I am sure my dear readers are amused at my assuming the air of a thoroughly moral young husband still contented with the breasts of his spouse, as Solomon, I think it is, tells us we ought to be, but of course I was not going to amuse my new friend, or indeed any others, with tales which somehow spread so wonderfully quickly, and in rapidly widening circles, until they reach the ears of those we would least wish to hear them. Really and truly, my heart and conscience pricked me when this conversation brought to mind my beloved little Louie, and I thought of her in her lovely bed, perhaps weeping in sad silence as she prayed for the safety, welfare and quick return home of one whom she loved so dearly, who made her joyous by day and gave her rapturous fun at night, her husband, and the darling father of her angel baby girl. But alas! the spirit is willing and the flesh weak, as I have remarked before, and the weakness of the flesh exceeds the strength of the spirit all too often.

But the conversation was bearing directly on a subject which was becoming interesting to me since I had seen Searle and heard Lizzie’s indignant remark that his wife was a regular whore, whose price for her charms was, however, uncommonly high. I did not mind what my fat major said about Searle’s designs on Lizzie that evening, because Lizzie would have to have been a most unaccountably stupid deceiver if she had merely expressed abhorrence of him to blind me! No, I felt certain the abhorrence was real and true, and I had no fear that I should find that she had afforded him a retreat, either hospitable or the reverse, in her sweet cunt when I got home to her again.

‘How do you mean “set up on her own account,” major?’ said I.

‘Oh! hum! well! look here, bend your head a little nearer to me! I don’t want to talk too loudly! Well! she is — that is, any fellow almost, who cares to give her a cool five hundred rupees, can have her.’

‘What!’ said I in well-affected incredulous tones, ‘you want to persuade me that an officer’s wife, a lady like Mrs Searle must be, has actually done such a monstrous, not to say such an idiotic thing, as not only to leave her husband, a thing I cannot understand, but to set up as a whore, and in such a place as Ramsket? Surely, major, you are mistaken! Remember! we are told to believe nothing we hear and only half of what we see!’

‘I know!
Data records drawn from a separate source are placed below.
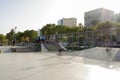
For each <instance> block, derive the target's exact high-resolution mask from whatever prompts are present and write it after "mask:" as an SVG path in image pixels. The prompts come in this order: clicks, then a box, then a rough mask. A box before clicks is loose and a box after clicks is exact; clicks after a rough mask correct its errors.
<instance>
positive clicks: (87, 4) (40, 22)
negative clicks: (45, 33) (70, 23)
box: [0, 0, 120, 34]
mask: <svg viewBox="0 0 120 80" xmlns="http://www.w3.org/2000/svg"><path fill="white" fill-rule="evenodd" d="M119 2H120V1H119V0H0V34H6V33H8V32H9V31H10V30H11V29H12V28H14V27H17V31H24V30H27V29H29V30H30V29H34V30H38V29H39V28H42V27H43V26H44V25H46V24H49V23H55V24H57V21H58V20H59V19H61V18H69V17H75V18H77V20H78V23H83V21H84V12H86V11H89V10H92V9H96V8H100V7H103V8H107V9H111V10H113V11H115V13H118V12H120V5H119Z"/></svg>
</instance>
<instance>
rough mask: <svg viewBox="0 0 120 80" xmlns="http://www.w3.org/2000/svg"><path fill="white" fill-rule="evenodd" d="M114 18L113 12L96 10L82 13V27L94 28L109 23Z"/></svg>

I know!’ said he, still as calmly as if he were Moses laying down the law, ‘but look here, Devereaux, you won’t tell me I am a liar if I say the proof of the pudding is in the eating, and that my proof of what I say is that I, Jack Stone, have had Mrs Searle, and paid for my game! Yes, sir! Rupees five hundred did Jack Stone pay Mrs Searle for a night in Mrs Searle’s bed.’

‘Goodness, and you have actually –’

‘I have actually fucked her, sir! and fucked her well! and a damned fine poke she is too, I can tell you, and well worth the five hundred she asks for the fun. Such a damned fine poke is she that Jack Stone, who is not a rich man but must lay up for a rainy day, has put three times five hundred rupees away in the bank of Simla, and means to lodge them some day soon in the bank of Ramsket, of which the banker and sole proprietress is Mrs Searle, the bank itself being her goloptious cunt, between her goloptious thighs. Did you mark that, young man!’

‘And does Searle know this?’ I asked, still incredulous.